Last week, Maryland Gov. Harry Hughes took a day off to go bluefishing out of Solomons Island at the mouth of the Patuxent River. Within three hours, the fish box on the charter boat Kathy C was filled with 31 big blues.

"A year ago, we couldn't have done this," Capt. Bunky Conner said. "It's that simple. This time last year if you caught three or four fish it was a good day."

Charter and sport skippers are convinced a novel and stunningly effective commercial fishing operation in Virginia waters put the biggest crimp in their pleasure.

Last spring, a fleet of four 50-foot commercial fishing boats from Florida invaded the lower Chesapeake Bay. The owners had contracted with buyers in South America and the Mideast to provide hundreds of thousands of pounds of bluefish, and they intended to get them from the bay.

Using huge encircling nets 1,200 feet long and 40 feet deep, the boats surrounded schools of blues entering the bay from the Atlantic and hauled them aboard by the ton.

Virginia officials estimated that by the time the four boats had left the bay for ocean waters in mid-July, 760,000 pounds of bluefish had been netted.

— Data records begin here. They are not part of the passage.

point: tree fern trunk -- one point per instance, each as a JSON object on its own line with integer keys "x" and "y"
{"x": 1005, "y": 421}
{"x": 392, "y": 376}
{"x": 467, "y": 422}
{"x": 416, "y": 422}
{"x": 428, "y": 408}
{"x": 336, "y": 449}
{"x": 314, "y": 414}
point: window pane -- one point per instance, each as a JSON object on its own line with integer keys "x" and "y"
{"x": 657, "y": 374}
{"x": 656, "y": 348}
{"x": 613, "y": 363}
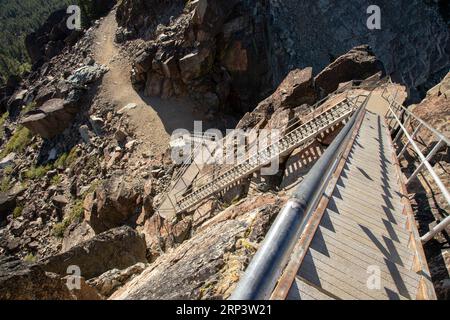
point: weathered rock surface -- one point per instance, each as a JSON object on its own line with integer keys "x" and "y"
{"x": 23, "y": 281}
{"x": 357, "y": 64}
{"x": 113, "y": 203}
{"x": 87, "y": 74}
{"x": 113, "y": 279}
{"x": 49, "y": 40}
{"x": 216, "y": 51}
{"x": 297, "y": 89}
{"x": 209, "y": 264}
{"x": 117, "y": 248}
{"x": 316, "y": 32}
{"x": 51, "y": 119}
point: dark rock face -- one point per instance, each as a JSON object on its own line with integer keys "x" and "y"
{"x": 216, "y": 51}
{"x": 117, "y": 248}
{"x": 357, "y": 64}
{"x": 113, "y": 203}
{"x": 295, "y": 90}
{"x": 7, "y": 91}
{"x": 22, "y": 281}
{"x": 51, "y": 119}
{"x": 49, "y": 40}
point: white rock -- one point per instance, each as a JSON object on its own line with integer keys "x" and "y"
{"x": 129, "y": 106}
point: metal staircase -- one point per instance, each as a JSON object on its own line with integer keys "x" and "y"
{"x": 298, "y": 134}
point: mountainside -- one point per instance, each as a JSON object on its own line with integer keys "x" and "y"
{"x": 85, "y": 155}
{"x": 19, "y": 18}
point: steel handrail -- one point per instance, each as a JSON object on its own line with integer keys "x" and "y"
{"x": 424, "y": 162}
{"x": 270, "y": 260}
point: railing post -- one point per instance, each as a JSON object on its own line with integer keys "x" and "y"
{"x": 427, "y": 159}
{"x": 409, "y": 141}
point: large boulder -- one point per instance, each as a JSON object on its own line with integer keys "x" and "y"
{"x": 112, "y": 280}
{"x": 51, "y": 119}
{"x": 357, "y": 64}
{"x": 218, "y": 52}
{"x": 113, "y": 203}
{"x": 8, "y": 201}
{"x": 23, "y": 281}
{"x": 295, "y": 90}
{"x": 117, "y": 248}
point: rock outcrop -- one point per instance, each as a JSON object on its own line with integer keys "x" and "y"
{"x": 117, "y": 248}
{"x": 357, "y": 64}
{"x": 27, "y": 281}
{"x": 316, "y": 32}
{"x": 60, "y": 102}
{"x": 113, "y": 279}
{"x": 208, "y": 265}
{"x": 51, "y": 119}
{"x": 113, "y": 203}
{"x": 216, "y": 51}
{"x": 51, "y": 38}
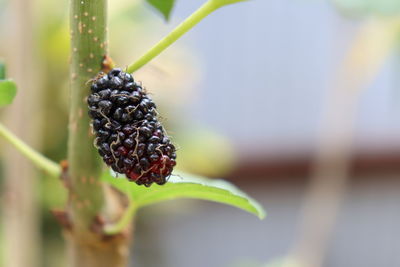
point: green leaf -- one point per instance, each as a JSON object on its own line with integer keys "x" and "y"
{"x": 189, "y": 186}
{"x": 369, "y": 7}
{"x": 163, "y": 6}
{"x": 8, "y": 90}
{"x": 2, "y": 70}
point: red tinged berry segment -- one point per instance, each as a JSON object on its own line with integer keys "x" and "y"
{"x": 129, "y": 137}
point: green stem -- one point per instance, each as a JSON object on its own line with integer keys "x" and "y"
{"x": 88, "y": 46}
{"x": 180, "y": 30}
{"x": 125, "y": 220}
{"x": 38, "y": 159}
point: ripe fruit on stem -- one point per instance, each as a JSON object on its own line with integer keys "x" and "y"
{"x": 129, "y": 137}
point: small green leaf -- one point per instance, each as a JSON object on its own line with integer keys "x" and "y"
{"x": 189, "y": 186}
{"x": 8, "y": 90}
{"x": 163, "y": 6}
{"x": 2, "y": 70}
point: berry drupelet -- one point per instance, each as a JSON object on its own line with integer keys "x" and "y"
{"x": 129, "y": 137}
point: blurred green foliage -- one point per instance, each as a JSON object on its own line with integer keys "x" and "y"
{"x": 368, "y": 7}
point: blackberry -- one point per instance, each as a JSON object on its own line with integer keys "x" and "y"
{"x": 129, "y": 137}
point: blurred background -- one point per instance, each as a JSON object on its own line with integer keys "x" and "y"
{"x": 294, "y": 101}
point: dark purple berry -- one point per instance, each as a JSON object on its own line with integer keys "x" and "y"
{"x": 129, "y": 137}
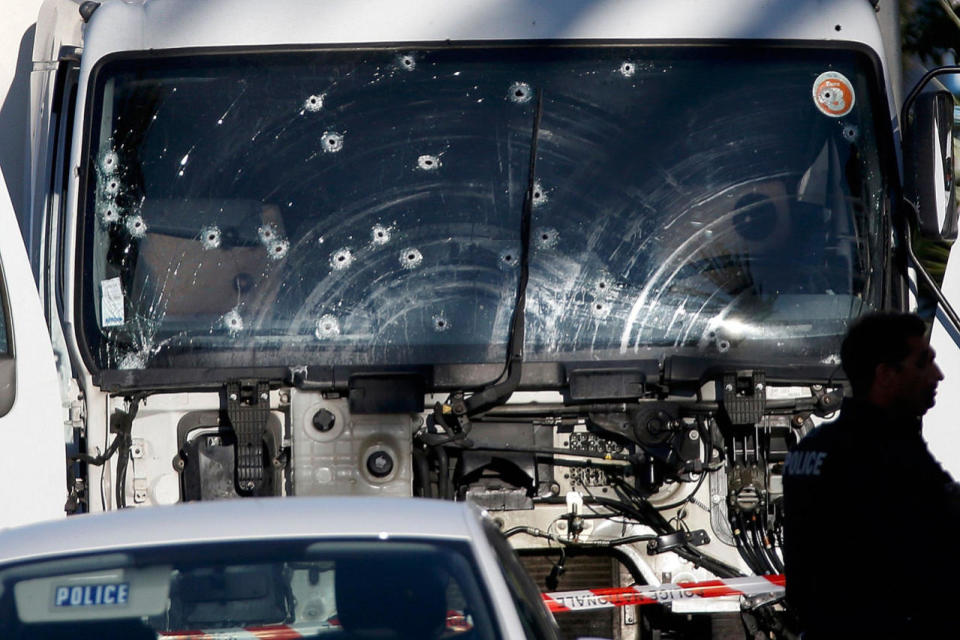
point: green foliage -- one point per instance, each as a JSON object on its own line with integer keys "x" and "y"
{"x": 927, "y": 31}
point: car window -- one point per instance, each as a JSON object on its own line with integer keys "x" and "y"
{"x": 536, "y": 621}
{"x": 4, "y": 343}
{"x": 391, "y": 589}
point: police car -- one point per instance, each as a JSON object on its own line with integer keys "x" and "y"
{"x": 298, "y": 568}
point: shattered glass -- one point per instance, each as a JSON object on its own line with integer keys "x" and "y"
{"x": 364, "y": 207}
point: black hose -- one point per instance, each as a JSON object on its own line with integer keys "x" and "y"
{"x": 443, "y": 474}
{"x": 759, "y": 548}
{"x": 768, "y": 548}
{"x": 646, "y": 514}
{"x": 421, "y": 468}
{"x": 743, "y": 546}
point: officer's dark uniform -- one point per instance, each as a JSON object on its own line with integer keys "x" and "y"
{"x": 870, "y": 531}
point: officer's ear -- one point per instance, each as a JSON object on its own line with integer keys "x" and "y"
{"x": 885, "y": 376}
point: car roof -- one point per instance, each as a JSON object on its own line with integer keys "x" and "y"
{"x": 242, "y": 519}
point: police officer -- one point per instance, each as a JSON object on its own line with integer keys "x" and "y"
{"x": 871, "y": 518}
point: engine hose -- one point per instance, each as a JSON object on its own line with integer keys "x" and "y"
{"x": 743, "y": 546}
{"x": 646, "y": 514}
{"x": 770, "y": 548}
{"x": 443, "y": 473}
{"x": 760, "y": 550}
{"x": 421, "y": 467}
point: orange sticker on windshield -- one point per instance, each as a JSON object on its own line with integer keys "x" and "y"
{"x": 833, "y": 94}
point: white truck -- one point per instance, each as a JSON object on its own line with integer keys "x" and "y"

On a single July day, the boats brought in 92,000 pounds of blues.

Few sport fishermen believe it was coincidence that during this time they encountered a severe drop in their catch, from the lower bay north to Baltimore Light.

Hughes, responding to fishermen's complaints, urged Virginia Gov. Charles S. Robb to stop the assault on bluefish. On Aug. 2, Robb responded through emergency fishing regulations promulgated by the state Marine Resources Commission.

The commercial boats, which already had slipped out of the bay for better fishing in the ocean, never came back. Bay fishermen said they noticed a change for the better within a week.

"The fishing got better right away. Then it slowly built to a crescendo in September and October," said Bill Brener, captain of the sport fishing boat Chum King out of Point Lookout.

The emergency regulations, which outlawed net fishing by encirclement, were made permanent this spring, and the good fishing continues.

Jack Travelstead, head of fisheries planning for the state commission, said his agency studied two separate complaints.

The first was that the commercial operation could harm the overall Atlantic stocks of bluefish. "We think we proved that was impossible with just those four boats," he said.

The second complaint was that the operation could deplete local areas of blues, and sport and charter fishermen in Maryland and Virginia "pretty much convinced us that was true," Travelstead said.

He said the commercial techniques put "clearly too much pressure on the resource, particularly if the tactics were to proliferate." The technique was "at least as efficient as a trawl, and we don't allow trawlers in the bay."

This spring, fishermen are keeping busy--from the bridge tunnel at Norfolk to the Bay Bridge at Annapolis.

They may suffer later if the usual midsummer lull in bluefishing returns. When they got skunked last year, they could blame it on the commercial boats and did.

This year, they'll have to take the heat themselves.